In steps 1 and 2, we installed certbot and generated the SSL certificate for the odoo.example.com website. The certbot program is a command-line utility that eases interacting with letsencrypt.org to generate a free SSL certificate. The complete documentation is available at https://certbot.eff.org/docs/. In this recipe, we used a subcommand, certbot certonly <options>, which will request a signed certificate from Let's Encrypt for the domains passed to the -d option. Use the -m option to specify your email address. The --standalone option asks certbot to set up a local temporary web server, which Let's Encrypt will attempt to contact to check that you control the domain for which you are requesting a certificate. It is, therefore, important that the command is run on the server that will be hosting Odoo, that the DNS is pointing to that server, and that no firewall is blocking port 80 and 443 on the server.

We are using nginx as a reverse HTTP proxy. Incoming HTTP and HTTPS connections are handled by nginx, which delegates the processing of the requests to the Odoo server. The Odoo server is configured to only listen on the local loopback interface (127.0.0.1) on port 8069 for normal requests (http_port) and port 8072 for long polling requests (longpolling_port). You may need to adapt the port numbers to your configuration:

In step 4, we added the /etc/nginx/sites-available/odoo-ssl nginx configuration file. In this file, we added an upstream reference. This is the reference of your local server and we are going to use it in the next steps. 

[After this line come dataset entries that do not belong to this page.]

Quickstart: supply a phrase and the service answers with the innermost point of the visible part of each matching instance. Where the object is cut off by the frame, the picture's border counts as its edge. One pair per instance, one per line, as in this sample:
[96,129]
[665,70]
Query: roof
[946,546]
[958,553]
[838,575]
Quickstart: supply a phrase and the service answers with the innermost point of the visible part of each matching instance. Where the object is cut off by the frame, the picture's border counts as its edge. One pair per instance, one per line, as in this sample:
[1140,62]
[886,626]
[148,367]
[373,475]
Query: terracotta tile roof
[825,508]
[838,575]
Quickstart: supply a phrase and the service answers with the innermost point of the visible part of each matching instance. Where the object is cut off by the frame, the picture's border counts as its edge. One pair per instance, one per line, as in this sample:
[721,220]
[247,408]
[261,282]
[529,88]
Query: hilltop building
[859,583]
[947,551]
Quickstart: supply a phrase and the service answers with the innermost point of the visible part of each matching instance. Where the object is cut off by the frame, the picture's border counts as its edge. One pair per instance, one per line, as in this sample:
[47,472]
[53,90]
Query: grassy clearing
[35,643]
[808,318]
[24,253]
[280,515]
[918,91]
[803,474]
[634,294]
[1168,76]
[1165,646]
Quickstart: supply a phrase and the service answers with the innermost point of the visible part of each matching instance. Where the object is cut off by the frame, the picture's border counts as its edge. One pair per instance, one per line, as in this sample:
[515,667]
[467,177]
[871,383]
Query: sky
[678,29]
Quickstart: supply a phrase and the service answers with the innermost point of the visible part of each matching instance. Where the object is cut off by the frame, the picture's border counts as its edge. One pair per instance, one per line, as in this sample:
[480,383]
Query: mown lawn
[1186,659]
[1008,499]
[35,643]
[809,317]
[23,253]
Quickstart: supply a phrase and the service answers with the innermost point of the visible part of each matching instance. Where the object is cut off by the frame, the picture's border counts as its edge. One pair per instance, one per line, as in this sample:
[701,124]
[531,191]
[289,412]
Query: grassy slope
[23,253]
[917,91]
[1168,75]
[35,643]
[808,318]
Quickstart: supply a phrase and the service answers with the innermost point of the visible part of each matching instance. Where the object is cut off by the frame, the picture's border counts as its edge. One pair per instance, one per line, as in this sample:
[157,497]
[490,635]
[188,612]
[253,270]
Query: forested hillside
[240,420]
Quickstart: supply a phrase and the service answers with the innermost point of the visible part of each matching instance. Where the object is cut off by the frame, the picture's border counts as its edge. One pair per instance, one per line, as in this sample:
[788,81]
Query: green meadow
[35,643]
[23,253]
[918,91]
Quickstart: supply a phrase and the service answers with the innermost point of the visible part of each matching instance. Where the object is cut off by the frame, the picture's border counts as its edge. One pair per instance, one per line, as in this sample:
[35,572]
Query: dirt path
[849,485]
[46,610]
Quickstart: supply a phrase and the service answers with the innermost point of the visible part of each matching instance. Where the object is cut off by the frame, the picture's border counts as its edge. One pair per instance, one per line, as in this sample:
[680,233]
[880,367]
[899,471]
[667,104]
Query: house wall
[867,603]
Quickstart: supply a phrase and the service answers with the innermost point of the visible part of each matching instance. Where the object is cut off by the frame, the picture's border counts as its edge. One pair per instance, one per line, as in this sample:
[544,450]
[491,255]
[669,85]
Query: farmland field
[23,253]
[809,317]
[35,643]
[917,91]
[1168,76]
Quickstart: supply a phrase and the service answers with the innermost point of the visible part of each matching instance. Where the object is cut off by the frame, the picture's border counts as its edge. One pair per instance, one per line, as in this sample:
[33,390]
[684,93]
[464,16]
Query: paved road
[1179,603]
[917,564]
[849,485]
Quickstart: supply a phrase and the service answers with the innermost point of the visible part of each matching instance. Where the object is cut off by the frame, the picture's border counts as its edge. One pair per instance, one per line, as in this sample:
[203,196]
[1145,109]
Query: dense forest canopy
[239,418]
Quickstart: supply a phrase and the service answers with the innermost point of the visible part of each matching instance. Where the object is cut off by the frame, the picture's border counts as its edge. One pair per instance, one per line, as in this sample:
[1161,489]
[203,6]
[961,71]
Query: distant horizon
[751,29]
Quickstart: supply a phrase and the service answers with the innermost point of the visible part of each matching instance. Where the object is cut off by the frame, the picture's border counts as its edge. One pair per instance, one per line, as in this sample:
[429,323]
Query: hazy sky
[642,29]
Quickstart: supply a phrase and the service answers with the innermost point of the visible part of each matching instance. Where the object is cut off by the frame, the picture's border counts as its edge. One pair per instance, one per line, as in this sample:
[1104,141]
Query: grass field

In step 5, we added server configuration to manage incoming connections on port 80 using the HTTP protocol. We don't want to serve our website on HTTP because the data is transferred in clear text, meaning that the passwords can be sniffed. Consequently, we add a URL and rewrite a rule in order to permanently redirect URLs to port 443 using the encrypted HTTPS protocol.

Steps 6-13 are bit more complex and the configurations are added to handle connections using the HTTPS protocol. Here are the details of different blocks of configurations:

• The configuration block in step six configures the server to handle the requests of the odoo.example.com domain on port 433.
• The configuration block in step seven configures the SSL protocol, the encryption key, and the certificate.
• The configuration block in step eight adds the log file's location. Whenever the request is served through Nginx, this file will be used to store logs.
• Step nine adds the gzip block, which is used to compress files. This plays an important role in reducing the page size.
• The configuration block in step 10 adds extra headers to provide more information with each request. These extra headers are used to provide more information to the Odoo server.
• Step 11 adds the location / block, which defines the default processing of incoming requests they will be proxied to the Odoo server listening on port 8069.
• Step 11 also adds the location /longpolling block, which is used to handle queries made on URLs starting with /longpolling, which are then forwarded to Odoo on port 8072. These connections are used by the bus add-on module to send notifications to the web client.
• Step 12 adds the location ~* /web/static/ block, which uses a regular expression to match the URLs of the static files of Odoo modules. These files are rarely updated, and so we ask nginx to cache them in order to lighten the load on the Odoo server.

In the last step, we used the certbot renew command, which checks for certificates pending renewal, and automatically renews them. By default, Let's Encrypt certificates have a validity of 90 days, which is quite short. Thanks to this utility, which we run on a daily basis, certificates that are about to expire are automatically renewed.